[ISSUE] How to troubleshoot when a job creation failed

Open huydinhle opened this issue 1 year ago • 1 comments

Description How to find out what is the error databricks giving us whenever we failed to create a job with python-sdk

Reproduction A minimal code sample demonstrating the bug.

import os
import time

from databricks.sdk import WorkspaceClient
from databricks.sdk.service import jobs

w = WorkspaceClient()

notebook_path = f'/Users/{w.current_user.me().user_name}/sdk-{time.time_ns()}'

cluster_id = w.clusters.ensure_cluster_is_running(
    os.environ["DATABRICKS_CLUSTER_ID"]) and os.environ["DATABRICKS_CLUSTER_ID"]

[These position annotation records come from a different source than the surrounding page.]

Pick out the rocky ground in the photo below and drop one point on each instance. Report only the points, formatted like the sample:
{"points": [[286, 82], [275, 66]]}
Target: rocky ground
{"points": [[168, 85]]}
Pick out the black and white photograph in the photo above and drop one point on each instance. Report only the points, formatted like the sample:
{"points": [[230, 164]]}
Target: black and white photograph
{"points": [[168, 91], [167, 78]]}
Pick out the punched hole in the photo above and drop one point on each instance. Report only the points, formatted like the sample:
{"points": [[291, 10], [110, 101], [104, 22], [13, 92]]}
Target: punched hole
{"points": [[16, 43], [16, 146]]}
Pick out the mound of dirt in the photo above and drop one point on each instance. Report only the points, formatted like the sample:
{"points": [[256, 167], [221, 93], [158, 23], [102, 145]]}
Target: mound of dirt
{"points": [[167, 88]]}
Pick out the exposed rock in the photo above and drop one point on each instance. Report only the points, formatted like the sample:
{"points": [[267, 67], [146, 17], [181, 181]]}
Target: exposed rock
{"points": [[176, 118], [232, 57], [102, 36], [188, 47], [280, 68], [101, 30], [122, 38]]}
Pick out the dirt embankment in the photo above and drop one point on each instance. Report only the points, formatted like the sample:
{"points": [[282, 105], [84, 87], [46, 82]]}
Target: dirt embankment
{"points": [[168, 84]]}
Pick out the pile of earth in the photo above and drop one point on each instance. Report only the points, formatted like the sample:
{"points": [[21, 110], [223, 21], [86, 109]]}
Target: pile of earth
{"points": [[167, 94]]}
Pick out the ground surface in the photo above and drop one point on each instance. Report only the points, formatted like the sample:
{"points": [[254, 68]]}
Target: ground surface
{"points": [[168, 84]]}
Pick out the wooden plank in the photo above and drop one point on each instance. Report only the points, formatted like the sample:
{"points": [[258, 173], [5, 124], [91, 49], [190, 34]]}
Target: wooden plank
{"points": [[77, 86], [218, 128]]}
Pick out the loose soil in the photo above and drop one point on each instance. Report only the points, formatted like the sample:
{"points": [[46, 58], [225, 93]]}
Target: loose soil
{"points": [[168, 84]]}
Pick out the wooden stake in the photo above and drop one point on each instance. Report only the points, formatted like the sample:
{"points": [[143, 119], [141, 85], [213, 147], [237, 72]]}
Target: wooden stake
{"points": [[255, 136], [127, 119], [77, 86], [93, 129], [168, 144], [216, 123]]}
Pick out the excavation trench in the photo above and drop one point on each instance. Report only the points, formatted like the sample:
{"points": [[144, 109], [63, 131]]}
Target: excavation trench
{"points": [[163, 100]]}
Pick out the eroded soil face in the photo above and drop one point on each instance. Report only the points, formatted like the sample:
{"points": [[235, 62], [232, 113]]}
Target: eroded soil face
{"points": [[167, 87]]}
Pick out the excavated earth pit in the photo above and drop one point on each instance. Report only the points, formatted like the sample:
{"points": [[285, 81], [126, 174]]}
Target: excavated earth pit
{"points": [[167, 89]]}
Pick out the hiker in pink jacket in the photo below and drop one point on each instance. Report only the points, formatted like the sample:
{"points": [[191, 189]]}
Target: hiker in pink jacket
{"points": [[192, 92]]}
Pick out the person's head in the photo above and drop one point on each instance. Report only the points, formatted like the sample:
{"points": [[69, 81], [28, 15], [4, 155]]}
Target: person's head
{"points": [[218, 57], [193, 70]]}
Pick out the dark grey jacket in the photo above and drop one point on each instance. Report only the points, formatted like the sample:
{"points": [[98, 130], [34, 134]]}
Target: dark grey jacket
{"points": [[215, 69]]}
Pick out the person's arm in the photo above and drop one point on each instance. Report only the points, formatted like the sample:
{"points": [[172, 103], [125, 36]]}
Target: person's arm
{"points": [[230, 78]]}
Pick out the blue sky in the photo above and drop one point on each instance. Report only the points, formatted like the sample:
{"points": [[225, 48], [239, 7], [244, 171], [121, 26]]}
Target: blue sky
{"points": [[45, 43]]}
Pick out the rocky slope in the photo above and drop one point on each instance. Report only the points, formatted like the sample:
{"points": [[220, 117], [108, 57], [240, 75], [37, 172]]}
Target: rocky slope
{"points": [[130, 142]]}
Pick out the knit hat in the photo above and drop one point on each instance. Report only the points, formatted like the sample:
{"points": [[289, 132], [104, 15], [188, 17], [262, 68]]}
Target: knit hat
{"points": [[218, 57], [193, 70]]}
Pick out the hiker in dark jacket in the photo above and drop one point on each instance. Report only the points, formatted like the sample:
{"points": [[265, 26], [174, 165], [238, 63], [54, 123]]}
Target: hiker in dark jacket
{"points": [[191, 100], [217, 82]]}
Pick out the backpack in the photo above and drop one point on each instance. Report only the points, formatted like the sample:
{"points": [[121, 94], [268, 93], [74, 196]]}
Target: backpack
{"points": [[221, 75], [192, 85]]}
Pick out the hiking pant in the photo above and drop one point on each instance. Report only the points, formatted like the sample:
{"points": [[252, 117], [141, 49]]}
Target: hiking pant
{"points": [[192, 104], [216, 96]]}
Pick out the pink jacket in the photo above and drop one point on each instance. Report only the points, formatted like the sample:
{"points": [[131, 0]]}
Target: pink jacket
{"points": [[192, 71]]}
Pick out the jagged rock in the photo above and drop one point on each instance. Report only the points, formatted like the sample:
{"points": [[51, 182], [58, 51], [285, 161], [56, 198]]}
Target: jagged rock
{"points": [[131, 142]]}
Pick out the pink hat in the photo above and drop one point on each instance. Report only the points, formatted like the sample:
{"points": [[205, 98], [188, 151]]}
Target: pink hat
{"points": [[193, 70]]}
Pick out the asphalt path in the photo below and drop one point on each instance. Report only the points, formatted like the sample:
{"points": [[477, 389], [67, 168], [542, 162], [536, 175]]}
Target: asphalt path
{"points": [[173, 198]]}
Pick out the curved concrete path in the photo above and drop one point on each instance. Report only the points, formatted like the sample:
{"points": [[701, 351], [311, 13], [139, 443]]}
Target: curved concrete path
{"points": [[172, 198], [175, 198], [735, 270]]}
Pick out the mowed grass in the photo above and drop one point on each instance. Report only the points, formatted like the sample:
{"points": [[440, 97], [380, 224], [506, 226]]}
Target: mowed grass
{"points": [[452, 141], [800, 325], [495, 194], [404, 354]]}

created_job = w.jobs.create(name=f'sdk-{time.time_ns()}',
                            tasks=[
                                jobs.Task(description="test",
                                          existing_cluster_id=cluster_id,
                                          notebook_task=jobs.NotebookTask(notebook_path=notebook_path),
                                          task_key="test",
                                          timeout_seconds=0)
                            ])

# cleanup
w.jobs.delete(job_id=created_job.job_id)

Jun 06 '24 19:06 huydinhle

Get the logger and set it to info/add handler with info filter?

import logging, sys
logging.basicConfig(stream=sys.stderr,
                    level=logging.INFO,
                    format='%(asctime)s [%(name)s][%(levelname)s] %(message)s')
logging.getLogger('databricks.sdk').setLevel(logging.DEBUG)
from databricks.sdk import WorkspaceClient
w = WorkspaceClient(debug_truncate_bytes=1024, debug_headers=False)
for cluster in w.clusters.list():
    logging.info(f'Found cluster: {cluster.cluster_name}')

https://databricks-sdk-py.readthedocs.io/en/latest/logging.html

Jun 17 '24 08:06 detemegandy